A chuva da última semana fez subir o nível das águas nas barragens, mas não significa que a situação de escassez de água tenha melhorado. A maioria do país continua em seca moderada ou severa. Este mês tornou-se um dos setembros mais chuvosos dos últimos 22 anos devido à depressão ‘Danielle’, responsável pela chuva mais do que o normal pelo país.

No entanto, a falta de chuva e as temperaturas sentidas ao longo de todo o verão fizeram com que todas as bacias hidrográficas do país tenham perdido volume de água armazenado – segundo dados do Sistema Nacional de Informação de Recursos Hídricos (SNIRH), a situação mais grave, em agosto último, verificou-se no Algarve, na bacia hidrográfica do Barlavento, que ficou com menos de 10% de volume armazenado.

Por outro lado, a bacia do Tejo, a maior nacional a nível de superfície ocupada, passou a estar com um armazenamento abaixo de 50% pela primeira vez desde outubro do ano passado, mês em que os dados mais antigos do SNIRH estão disponíveis e analisados no relatório da gestão de Monitorização Agrometeorológica e Hidrológica. Também a bacia do Douro está no nível mais baixo desde outubro do ano passado, com 51% do volume de armazenamento.
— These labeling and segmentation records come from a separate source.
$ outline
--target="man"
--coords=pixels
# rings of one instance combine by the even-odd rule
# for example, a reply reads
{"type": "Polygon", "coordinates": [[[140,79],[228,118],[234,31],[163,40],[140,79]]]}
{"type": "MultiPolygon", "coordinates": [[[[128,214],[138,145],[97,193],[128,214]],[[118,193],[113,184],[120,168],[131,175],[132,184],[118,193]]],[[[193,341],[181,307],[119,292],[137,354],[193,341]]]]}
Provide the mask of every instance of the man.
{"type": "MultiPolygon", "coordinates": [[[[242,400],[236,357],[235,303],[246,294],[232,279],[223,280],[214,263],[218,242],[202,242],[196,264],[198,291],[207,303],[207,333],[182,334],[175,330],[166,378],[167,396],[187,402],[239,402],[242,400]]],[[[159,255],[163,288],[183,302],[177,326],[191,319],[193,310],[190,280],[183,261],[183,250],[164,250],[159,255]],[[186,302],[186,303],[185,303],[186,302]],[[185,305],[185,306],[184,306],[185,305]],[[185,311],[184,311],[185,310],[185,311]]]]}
No final de julho, das 59 albufeiras monitorizadas pelo SNIRH, apenas seis apresentavam um volume hídrico superior a 80%, com 26 a estarem abaixo dos 40%, entre as quais a Barragem de Campilhas (3,6%, localizada na bacia do Sado), da Paradela (9,5, na bacia do Cávado) e da Bravura (11,4, na bacia do Barlavento), sendo as três barragens em pior situação a nível nacional.

A chuva de setembro fez com que os terrenos não retivessem a água, que teve como consequência o aumento do nível em 22 das 60 barragens monitorizadas pelo sistema de informação de recursos hídricos. Os aumentos mais significativos aconteceram em Salamonde (Vieira do Minho), com mais 16%, Caldeirão (Guarda), com 9%, Foz Tua (Vila Real), que subiu 6% e Alvito, no distrito de Beja, com mais 4%. Há no entanto 13 barragens com armazenamento de água inferior a 20%, com o Algarve em situação mais complicada.